Judith, a singer, became A Seeker of stardom and fame But her surname was ‘Cock’ So it wasn’t a shock When she changed to her mum’s maiden name!
I knew I must be getting on a few years ago when a very much younger colleague told me she had never heard of Telex, but that was not really surprising unlike when a friend, then in her late thirties, told me she had never heard of The Seekers (it’s not the grey hairs that make me feel old, but revelations like that!).
Postscript #1: For the young or ill-informed, ‘Georgy Girl’ was a 1960s film starring James Mason, Lyn Redgrave, Alan Bates and Charlotte Rampling for which The Seekers performed the titular theme song.
Little-known fact #1: The lyrics of the theme song were written by Jim Dale, a Carry On star, whilst the music was penned by Tom Springfield, brother of Dusty, another powerful voice from the sixties.
Little-known fact #2: The film was based on the book ‘Georgy Girl’ written by Margaret Forster which just happens to be my mum’s maiden name.
Postscript #2: When The Seekers disbanded, their manager put together another group, The New Seekers, one of whom’s leads was Eve Graham, a Scottish singer who also turned 75 this year. Management and I saw her perform in Aberdeen in the mid-1980s in her solo show and, although The New Seekers was a successful group, Graham as a solo artist was a revelation. Shamefully, due to a contractual dispute, Graham has never received any royalties from The New Seekers’ hits since 1973 despite sales of 25 million records!
My goodness, it’s been quite warm in Aberdeen this week (relatively speaking!). There’s no real sign of the haar, you see. The haar is a cold east coast sea fog that specialises in turning warm sunny days into a chilling, soul-extracting gloom; a ghostly apparition that rolls in from the sea and whose glacial dankness obliviates life’s vital force as readily as Azkaban’s Dementors.
An Aberdeen fantasy
The haar is an advection fog in which warm, moist air cools as it passes over the North Sea. As the moisture condenses out, a prevailing easterly wind pushes the resultant fog landward and it may even travel a mile or two inland.
When the haar is ‘in’ anyone sashaying eastwards towards the coast is met by a cold wall of fog and instantaneously transported from glorious summer into a dreich, late-autumnal day. But not this week…
Roasting (sort of)!
It could almost be an English summer up here (okay, that’s not quite true) and long may it last.
It is also limerick-inspiring weather, recalling the day when Management and I were wandering the streets of Stratford-upon-Avon during a heatwave. We’d arranged to meet mon frère who, being a lawyer, turned up in a tweed jacket when everyone else was in T-shirts and shorts. A little while later he confessed “I’m beginning to regret the tweed!”.
So, here’s one from the archives…
If a walk in the sun’s what you need The least you can do is to heed The advice that exhorts: “Wear T-shirt and shorts”! Or you’ll end up regretting the tweed.

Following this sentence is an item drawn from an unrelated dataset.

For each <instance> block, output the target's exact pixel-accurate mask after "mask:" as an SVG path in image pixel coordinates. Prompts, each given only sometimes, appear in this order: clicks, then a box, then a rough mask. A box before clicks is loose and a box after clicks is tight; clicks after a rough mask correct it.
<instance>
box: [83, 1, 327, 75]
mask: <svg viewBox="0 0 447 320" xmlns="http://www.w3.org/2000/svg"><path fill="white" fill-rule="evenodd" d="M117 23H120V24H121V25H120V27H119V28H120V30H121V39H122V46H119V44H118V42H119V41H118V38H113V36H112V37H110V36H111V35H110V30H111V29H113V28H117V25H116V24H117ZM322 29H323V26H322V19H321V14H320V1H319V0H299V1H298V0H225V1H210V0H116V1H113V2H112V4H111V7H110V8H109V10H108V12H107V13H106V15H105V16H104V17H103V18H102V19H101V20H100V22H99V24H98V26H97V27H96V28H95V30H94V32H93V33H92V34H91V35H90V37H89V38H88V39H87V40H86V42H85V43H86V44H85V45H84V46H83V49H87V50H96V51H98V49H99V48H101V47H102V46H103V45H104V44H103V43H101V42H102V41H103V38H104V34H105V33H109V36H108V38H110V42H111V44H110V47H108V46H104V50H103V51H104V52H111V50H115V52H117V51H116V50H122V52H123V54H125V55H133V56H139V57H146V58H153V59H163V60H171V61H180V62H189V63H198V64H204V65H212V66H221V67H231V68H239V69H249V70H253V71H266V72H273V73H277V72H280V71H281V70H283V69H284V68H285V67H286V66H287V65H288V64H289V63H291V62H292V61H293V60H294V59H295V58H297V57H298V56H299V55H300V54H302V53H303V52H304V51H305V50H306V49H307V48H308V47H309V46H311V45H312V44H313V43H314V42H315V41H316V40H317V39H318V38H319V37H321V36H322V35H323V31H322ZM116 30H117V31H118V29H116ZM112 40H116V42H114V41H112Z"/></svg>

Meantime, Matthew McConaughey wears herringbone tweed in a Californian summer. Well, you would, wouldn’t you?
Postscript: I spoke too soon 😣
I knew it was too good to be true!
Bonus feature:
Germany’s premature departure from soccer’s World Cup seems to have delighted the sort of folk who take pleasure in the misfortune of others. That appears to include most of England’s football fans whose team usually falls prey to Germany.
My take on it is that the German fans will now understand the air of despair that usually surrounds the English. Moreover, when it all goes belly-up for England later in the tournament, at least it won’t be at the hands of their usual nemesis!
The Germans trudged home all annoyed When their World Cup hopes were destroyed. “Their loss is our gain” Was the English refrain. As they revelled in pure schadenfreude!